"He cannot. He has told me that he loved another."
She resumed her walk.
Fox continued to attend her, in silence. He was puzzled what line to adopt. What she had told him had surprised and discomfited him. That Bessie—the ordinary, plain-faced, methodical Bessie—should have had her romance was to him a surprise.
How little do we know of what passes under our very feet. Who dreamed of magnetic currents till the magnetometer registered their movements? Waves roll through the solid crust of earth without making it tremble at all; magnetic storms rage around us without causing a disturbance in the heavens, and but for the unclosing of our eyes through the scientific instrument we should know nothing about them—have laughed at the thought of their existence.
"I must needs walk on with thee," said Fox; "for I cannot leave thee till thy father come and overtake thee. And if I walk at thy side, well—we must talk, at all events I must, for my tongue has not the knack of lying still behind my teeth."

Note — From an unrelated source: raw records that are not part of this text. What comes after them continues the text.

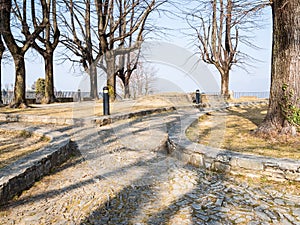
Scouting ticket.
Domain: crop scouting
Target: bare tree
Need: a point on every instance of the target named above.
(2, 49)
(218, 33)
(120, 21)
(18, 46)
(46, 44)
(284, 104)
(80, 38)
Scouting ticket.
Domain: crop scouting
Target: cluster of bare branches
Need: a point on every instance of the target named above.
(217, 25)
(96, 33)
(103, 34)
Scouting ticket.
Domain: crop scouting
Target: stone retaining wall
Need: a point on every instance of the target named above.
(22, 174)
(221, 160)
(99, 121)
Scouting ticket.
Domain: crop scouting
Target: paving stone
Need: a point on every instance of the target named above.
(143, 187)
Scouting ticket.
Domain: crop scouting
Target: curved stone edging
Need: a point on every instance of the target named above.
(100, 121)
(23, 173)
(227, 161)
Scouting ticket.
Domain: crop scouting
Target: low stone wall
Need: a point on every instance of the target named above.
(23, 173)
(227, 161)
(99, 121)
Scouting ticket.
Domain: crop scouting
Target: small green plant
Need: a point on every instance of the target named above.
(289, 109)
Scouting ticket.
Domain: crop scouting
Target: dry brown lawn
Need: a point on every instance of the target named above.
(17, 144)
(232, 130)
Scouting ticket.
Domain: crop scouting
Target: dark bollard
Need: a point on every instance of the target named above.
(197, 97)
(105, 101)
(78, 95)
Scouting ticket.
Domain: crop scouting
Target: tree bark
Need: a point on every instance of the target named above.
(2, 49)
(93, 81)
(111, 74)
(225, 84)
(20, 87)
(285, 72)
(49, 79)
(127, 87)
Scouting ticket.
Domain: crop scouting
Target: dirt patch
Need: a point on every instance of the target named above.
(17, 144)
(232, 129)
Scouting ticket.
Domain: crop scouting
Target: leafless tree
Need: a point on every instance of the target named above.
(81, 38)
(46, 44)
(284, 105)
(19, 44)
(2, 49)
(122, 32)
(217, 24)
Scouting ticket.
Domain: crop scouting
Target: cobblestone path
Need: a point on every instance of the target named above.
(123, 176)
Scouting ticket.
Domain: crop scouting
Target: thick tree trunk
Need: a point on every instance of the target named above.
(285, 74)
(20, 88)
(49, 79)
(225, 84)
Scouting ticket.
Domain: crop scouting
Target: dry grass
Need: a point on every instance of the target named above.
(17, 144)
(93, 108)
(232, 128)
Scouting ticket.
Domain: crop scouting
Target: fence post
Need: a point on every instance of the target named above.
(197, 97)
(105, 101)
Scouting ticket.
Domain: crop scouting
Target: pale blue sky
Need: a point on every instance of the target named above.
(257, 77)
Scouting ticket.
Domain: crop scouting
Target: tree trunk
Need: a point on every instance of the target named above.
(225, 84)
(20, 88)
(93, 81)
(285, 73)
(111, 75)
(126, 87)
(49, 79)
(2, 49)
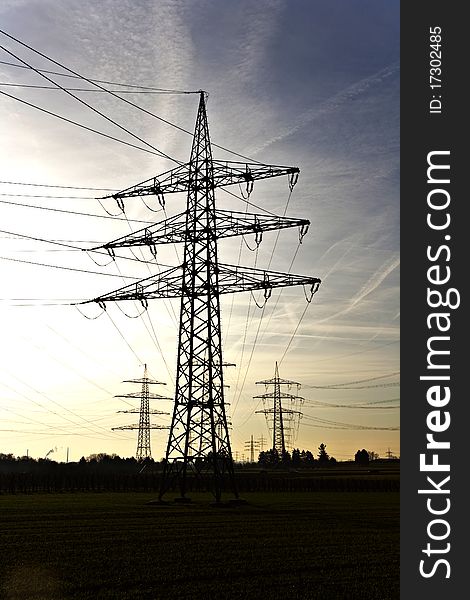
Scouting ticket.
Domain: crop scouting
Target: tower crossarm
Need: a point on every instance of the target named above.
(231, 278)
(227, 224)
(225, 173)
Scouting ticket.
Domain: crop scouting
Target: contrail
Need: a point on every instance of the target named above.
(330, 105)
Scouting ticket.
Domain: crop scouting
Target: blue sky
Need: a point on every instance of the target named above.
(305, 83)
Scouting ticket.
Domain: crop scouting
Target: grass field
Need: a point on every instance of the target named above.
(327, 545)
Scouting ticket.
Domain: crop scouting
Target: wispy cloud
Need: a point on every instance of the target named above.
(329, 106)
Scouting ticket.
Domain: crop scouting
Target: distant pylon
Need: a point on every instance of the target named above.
(144, 426)
(251, 445)
(199, 438)
(283, 419)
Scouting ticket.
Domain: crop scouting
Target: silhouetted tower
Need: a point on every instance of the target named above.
(199, 437)
(144, 426)
(251, 445)
(283, 419)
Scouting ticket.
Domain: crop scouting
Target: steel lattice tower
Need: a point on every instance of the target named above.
(199, 438)
(282, 418)
(144, 426)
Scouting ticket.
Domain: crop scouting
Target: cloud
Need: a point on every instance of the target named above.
(329, 106)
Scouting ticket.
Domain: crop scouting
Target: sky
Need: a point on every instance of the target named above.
(306, 83)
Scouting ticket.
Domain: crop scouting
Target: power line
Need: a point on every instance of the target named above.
(143, 87)
(73, 212)
(48, 112)
(29, 262)
(97, 82)
(98, 112)
(336, 385)
(50, 87)
(65, 187)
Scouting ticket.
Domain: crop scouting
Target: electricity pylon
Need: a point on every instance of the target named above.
(199, 437)
(144, 426)
(283, 419)
(251, 445)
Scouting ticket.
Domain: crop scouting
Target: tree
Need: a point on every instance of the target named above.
(323, 457)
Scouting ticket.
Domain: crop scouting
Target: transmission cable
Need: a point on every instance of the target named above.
(95, 110)
(96, 83)
(65, 187)
(48, 112)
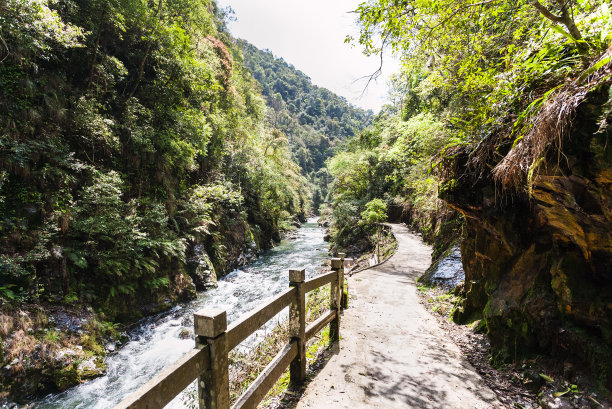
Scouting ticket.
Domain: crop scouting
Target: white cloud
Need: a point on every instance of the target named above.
(310, 35)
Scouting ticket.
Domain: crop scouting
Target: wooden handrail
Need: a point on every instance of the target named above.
(159, 391)
(319, 281)
(318, 325)
(252, 321)
(267, 378)
(214, 340)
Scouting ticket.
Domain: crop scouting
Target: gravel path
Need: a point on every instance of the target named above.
(393, 353)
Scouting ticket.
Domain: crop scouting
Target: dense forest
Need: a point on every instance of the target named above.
(497, 138)
(144, 152)
(313, 119)
(138, 161)
(131, 140)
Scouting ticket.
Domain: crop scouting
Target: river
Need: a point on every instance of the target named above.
(155, 342)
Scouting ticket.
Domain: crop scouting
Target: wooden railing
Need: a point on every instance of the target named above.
(208, 361)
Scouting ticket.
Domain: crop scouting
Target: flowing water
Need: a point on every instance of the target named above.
(155, 343)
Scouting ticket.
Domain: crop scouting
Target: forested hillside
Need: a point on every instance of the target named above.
(499, 139)
(314, 119)
(134, 150)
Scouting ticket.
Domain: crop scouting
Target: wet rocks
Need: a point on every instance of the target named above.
(447, 272)
(201, 269)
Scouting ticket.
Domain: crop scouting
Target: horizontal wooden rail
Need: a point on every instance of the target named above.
(252, 321)
(318, 325)
(319, 281)
(268, 377)
(159, 391)
(208, 362)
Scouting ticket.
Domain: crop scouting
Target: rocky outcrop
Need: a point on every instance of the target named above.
(447, 272)
(201, 269)
(538, 263)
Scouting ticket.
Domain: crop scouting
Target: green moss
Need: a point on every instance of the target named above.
(67, 376)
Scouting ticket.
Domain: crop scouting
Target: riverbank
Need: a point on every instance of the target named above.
(157, 341)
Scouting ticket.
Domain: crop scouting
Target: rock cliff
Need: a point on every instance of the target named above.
(538, 261)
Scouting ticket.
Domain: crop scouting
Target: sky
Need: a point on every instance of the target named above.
(309, 34)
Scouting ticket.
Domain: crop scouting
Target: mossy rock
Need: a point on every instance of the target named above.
(67, 377)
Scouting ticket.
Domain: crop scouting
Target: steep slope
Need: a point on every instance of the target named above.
(314, 119)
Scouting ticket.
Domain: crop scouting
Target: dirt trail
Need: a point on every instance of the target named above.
(393, 354)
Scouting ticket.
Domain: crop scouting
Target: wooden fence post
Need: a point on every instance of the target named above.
(213, 384)
(297, 327)
(334, 300)
(343, 284)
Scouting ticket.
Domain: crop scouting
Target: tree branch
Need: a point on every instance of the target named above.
(545, 12)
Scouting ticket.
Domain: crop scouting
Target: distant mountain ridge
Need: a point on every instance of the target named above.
(313, 118)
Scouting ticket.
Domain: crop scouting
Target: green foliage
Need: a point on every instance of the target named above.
(470, 70)
(312, 120)
(129, 133)
(375, 213)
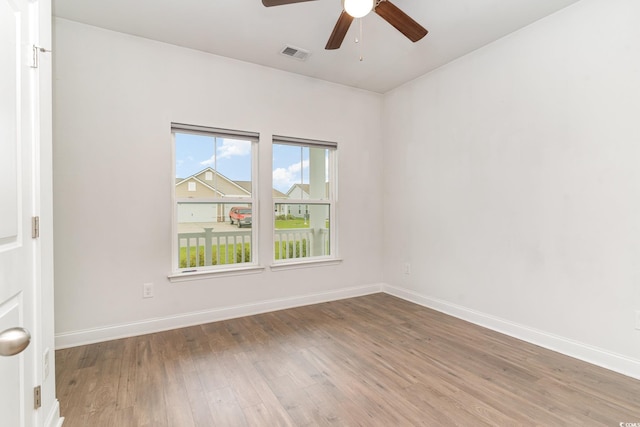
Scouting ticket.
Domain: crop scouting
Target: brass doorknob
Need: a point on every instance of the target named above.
(13, 341)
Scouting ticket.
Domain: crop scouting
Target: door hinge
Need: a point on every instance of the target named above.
(36, 51)
(37, 397)
(35, 227)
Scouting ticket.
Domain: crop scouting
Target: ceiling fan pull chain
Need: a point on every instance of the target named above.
(360, 38)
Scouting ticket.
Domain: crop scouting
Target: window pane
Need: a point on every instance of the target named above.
(213, 194)
(301, 172)
(213, 234)
(302, 230)
(221, 166)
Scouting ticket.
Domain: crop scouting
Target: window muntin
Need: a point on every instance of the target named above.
(304, 173)
(215, 172)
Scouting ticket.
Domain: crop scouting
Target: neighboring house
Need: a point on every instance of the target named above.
(209, 184)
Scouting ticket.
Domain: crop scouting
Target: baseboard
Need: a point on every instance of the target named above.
(147, 326)
(54, 419)
(596, 356)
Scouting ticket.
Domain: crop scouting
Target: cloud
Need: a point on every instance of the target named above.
(284, 178)
(228, 149)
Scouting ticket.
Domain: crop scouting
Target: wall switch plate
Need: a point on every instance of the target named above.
(147, 290)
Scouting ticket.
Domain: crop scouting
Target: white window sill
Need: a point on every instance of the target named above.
(205, 274)
(305, 264)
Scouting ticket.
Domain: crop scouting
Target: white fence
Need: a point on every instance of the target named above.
(230, 247)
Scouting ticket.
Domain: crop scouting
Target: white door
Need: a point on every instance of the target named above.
(17, 248)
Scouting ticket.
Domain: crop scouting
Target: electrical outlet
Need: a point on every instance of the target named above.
(45, 364)
(147, 290)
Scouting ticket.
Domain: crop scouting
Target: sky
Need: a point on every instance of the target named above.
(232, 158)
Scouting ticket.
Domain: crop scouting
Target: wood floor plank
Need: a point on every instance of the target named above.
(367, 361)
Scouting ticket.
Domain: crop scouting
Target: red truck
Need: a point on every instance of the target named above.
(241, 215)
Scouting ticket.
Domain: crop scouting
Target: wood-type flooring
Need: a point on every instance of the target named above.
(374, 360)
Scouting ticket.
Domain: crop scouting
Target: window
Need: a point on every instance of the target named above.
(214, 194)
(304, 175)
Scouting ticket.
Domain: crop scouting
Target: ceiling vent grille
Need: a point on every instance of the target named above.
(295, 52)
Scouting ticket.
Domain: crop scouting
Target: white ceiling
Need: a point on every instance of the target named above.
(248, 31)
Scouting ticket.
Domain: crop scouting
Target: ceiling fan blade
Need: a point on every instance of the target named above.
(339, 31)
(269, 3)
(401, 21)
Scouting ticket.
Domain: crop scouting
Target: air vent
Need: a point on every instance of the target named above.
(295, 52)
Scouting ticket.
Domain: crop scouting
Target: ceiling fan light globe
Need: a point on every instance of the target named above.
(358, 8)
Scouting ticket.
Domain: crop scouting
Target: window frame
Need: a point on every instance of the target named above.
(331, 201)
(191, 273)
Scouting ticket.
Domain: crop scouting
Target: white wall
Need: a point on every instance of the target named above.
(519, 165)
(115, 96)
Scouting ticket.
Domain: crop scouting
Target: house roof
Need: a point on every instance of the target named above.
(232, 187)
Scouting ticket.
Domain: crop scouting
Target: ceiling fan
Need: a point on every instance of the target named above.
(358, 8)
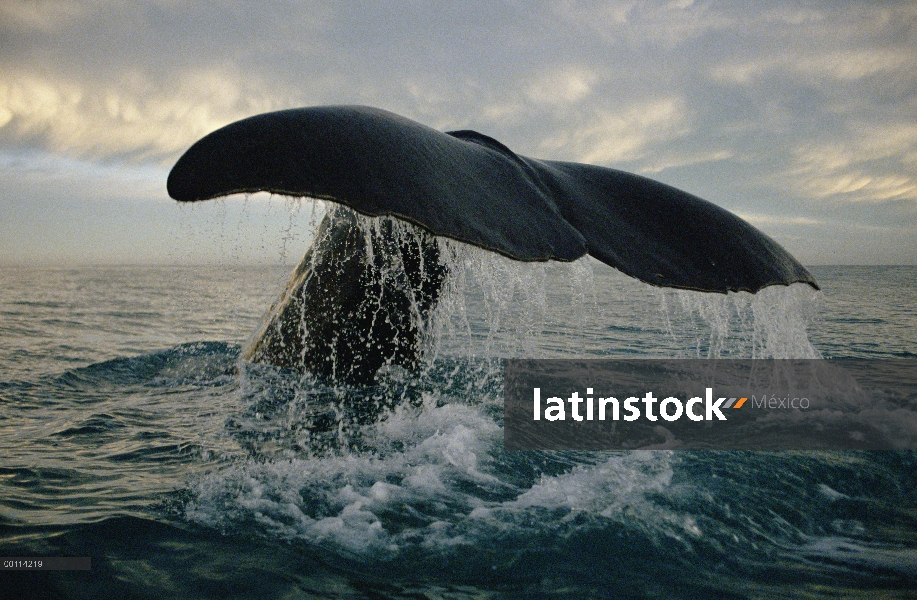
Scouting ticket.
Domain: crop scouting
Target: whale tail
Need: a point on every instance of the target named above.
(461, 185)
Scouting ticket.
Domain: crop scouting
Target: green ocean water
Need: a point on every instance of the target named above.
(131, 433)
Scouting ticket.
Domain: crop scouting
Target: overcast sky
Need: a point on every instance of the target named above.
(800, 117)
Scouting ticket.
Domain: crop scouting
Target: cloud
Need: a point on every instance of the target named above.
(136, 120)
(625, 135)
(790, 111)
(874, 164)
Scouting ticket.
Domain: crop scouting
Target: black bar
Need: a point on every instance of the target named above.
(46, 563)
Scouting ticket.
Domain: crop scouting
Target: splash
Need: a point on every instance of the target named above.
(426, 471)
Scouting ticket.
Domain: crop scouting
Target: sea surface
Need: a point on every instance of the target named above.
(131, 433)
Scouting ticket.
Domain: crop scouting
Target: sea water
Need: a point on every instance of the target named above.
(130, 432)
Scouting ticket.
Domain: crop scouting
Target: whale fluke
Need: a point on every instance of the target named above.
(339, 319)
(469, 187)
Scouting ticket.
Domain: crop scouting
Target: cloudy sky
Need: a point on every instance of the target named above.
(799, 116)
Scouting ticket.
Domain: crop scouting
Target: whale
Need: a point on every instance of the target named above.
(362, 297)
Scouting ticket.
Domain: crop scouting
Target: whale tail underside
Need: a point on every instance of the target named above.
(469, 187)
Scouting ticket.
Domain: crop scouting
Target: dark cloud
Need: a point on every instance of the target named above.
(778, 110)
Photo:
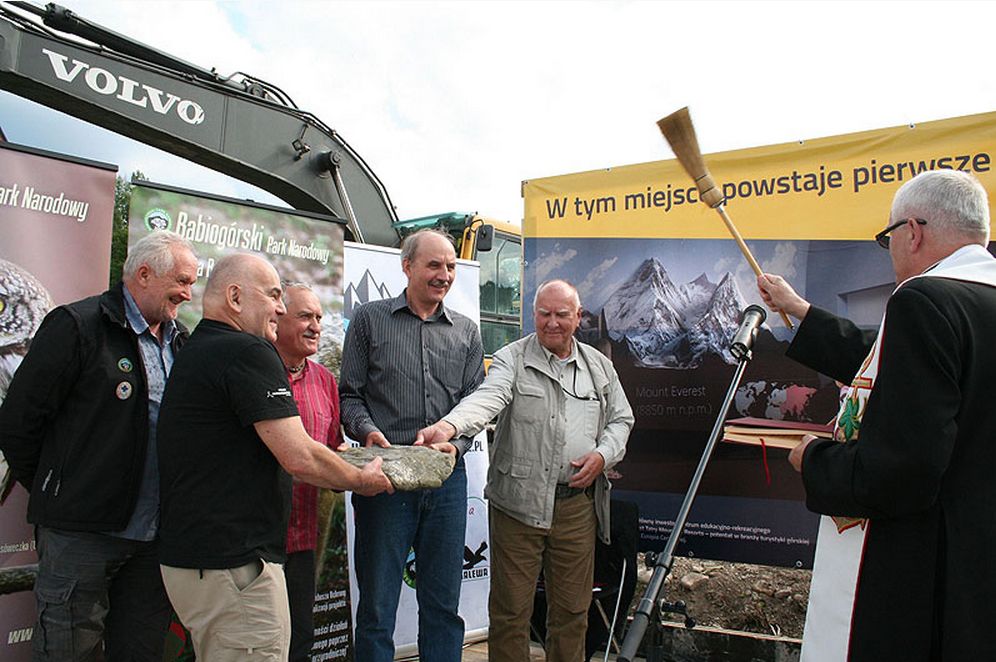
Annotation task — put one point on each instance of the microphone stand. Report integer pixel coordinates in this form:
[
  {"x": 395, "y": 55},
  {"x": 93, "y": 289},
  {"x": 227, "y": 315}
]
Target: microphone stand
[{"x": 649, "y": 607}]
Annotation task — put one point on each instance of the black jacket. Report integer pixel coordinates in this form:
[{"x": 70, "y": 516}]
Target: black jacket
[
  {"x": 74, "y": 425},
  {"x": 921, "y": 470}
]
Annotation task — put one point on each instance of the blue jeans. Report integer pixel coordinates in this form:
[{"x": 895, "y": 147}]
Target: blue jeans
[
  {"x": 94, "y": 588},
  {"x": 433, "y": 523}
]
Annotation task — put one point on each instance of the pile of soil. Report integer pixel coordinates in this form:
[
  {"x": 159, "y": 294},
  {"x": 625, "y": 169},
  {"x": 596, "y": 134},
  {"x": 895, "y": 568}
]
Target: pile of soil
[{"x": 736, "y": 596}]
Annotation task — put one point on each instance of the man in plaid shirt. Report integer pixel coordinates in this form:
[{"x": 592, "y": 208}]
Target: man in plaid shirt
[{"x": 317, "y": 397}]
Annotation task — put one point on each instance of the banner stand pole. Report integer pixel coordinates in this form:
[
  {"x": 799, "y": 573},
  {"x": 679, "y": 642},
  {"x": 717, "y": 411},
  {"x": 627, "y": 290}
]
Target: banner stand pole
[{"x": 649, "y": 607}]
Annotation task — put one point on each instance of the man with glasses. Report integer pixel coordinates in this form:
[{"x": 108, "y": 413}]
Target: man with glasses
[
  {"x": 563, "y": 420},
  {"x": 904, "y": 568}
]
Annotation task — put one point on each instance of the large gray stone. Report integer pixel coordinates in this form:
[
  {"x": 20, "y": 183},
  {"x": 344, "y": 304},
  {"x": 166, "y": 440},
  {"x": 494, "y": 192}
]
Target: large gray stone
[{"x": 407, "y": 467}]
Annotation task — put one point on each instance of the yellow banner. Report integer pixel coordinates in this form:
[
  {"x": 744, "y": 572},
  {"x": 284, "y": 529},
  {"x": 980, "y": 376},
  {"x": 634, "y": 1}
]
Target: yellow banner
[{"x": 830, "y": 188}]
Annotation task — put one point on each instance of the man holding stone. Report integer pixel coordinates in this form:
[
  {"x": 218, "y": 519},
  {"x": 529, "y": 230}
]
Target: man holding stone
[
  {"x": 230, "y": 439},
  {"x": 406, "y": 362}
]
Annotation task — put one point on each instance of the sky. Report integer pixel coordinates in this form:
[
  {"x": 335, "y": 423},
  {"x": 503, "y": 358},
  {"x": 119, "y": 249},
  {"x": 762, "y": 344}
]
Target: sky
[{"x": 454, "y": 104}]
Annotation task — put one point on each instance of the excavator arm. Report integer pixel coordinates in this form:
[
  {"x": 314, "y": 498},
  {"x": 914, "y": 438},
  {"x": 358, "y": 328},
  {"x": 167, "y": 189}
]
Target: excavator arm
[{"x": 239, "y": 125}]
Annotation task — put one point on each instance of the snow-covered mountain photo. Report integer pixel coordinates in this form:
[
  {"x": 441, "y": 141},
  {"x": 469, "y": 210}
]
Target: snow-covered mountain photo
[{"x": 673, "y": 325}]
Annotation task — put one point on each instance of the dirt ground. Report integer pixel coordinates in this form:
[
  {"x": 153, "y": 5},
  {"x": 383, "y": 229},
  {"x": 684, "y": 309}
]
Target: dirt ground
[{"x": 736, "y": 596}]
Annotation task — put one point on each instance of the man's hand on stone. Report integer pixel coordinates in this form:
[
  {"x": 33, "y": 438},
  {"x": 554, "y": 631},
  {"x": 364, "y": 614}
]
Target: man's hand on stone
[
  {"x": 372, "y": 479},
  {"x": 437, "y": 436},
  {"x": 376, "y": 438},
  {"x": 588, "y": 466}
]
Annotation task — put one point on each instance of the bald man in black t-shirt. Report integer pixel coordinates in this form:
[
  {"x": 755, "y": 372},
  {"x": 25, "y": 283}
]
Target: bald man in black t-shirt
[{"x": 230, "y": 439}]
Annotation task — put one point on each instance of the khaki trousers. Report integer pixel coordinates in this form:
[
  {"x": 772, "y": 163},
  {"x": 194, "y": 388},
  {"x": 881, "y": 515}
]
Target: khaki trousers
[
  {"x": 566, "y": 554},
  {"x": 234, "y": 615}
]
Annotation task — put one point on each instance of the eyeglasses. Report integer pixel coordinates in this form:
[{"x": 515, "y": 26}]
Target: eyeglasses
[{"x": 882, "y": 238}]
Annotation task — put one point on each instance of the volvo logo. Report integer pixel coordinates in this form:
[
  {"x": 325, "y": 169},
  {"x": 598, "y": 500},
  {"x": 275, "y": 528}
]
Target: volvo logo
[{"x": 130, "y": 91}]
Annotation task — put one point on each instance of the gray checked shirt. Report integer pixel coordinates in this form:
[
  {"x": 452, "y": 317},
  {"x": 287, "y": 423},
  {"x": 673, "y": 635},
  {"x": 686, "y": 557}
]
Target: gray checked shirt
[{"x": 400, "y": 373}]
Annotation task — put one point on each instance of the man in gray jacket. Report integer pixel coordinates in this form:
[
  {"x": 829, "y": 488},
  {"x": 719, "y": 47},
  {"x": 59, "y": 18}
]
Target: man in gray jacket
[{"x": 563, "y": 420}]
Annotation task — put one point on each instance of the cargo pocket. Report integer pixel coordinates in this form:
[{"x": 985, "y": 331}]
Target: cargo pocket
[
  {"x": 252, "y": 645},
  {"x": 54, "y": 634}
]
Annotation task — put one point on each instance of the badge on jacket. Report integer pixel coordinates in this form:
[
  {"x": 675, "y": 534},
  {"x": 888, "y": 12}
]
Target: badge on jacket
[{"x": 124, "y": 390}]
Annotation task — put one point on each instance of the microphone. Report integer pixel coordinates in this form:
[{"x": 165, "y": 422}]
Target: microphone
[{"x": 743, "y": 340}]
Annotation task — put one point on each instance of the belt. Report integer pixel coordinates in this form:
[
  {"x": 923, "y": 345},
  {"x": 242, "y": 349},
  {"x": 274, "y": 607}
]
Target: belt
[{"x": 563, "y": 491}]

Fox was at heart angry at his ill-success; he had hoped to have made a great impression on Bessie by the declaration of his love. She was but an ordinarily-favoured girl, as he knew well enough had never been sought by young men, always thrust aside, accustomed to see others preferred to herself—at a dance to be left against the wall without a partner, after church to be allowed to accompany her father home, without any lad seeking to attach himself to her and disengage her from the old man. To a girl so generally disregarded his addresses ought to have come as a surprise, and have been accepted with eagerness. He was in a rage with her for the emphatic and resolute manner in which she refused him.
"Let us talk of Anthony," said he.
"With all my heart," she replied, with a sigh of relief.
"Do you see any way in which your brother can be received again into favour?" he inquired.
She shook her head. "Nothing that I can say has any effect on my father. He will not permit me to go near Willsworthy."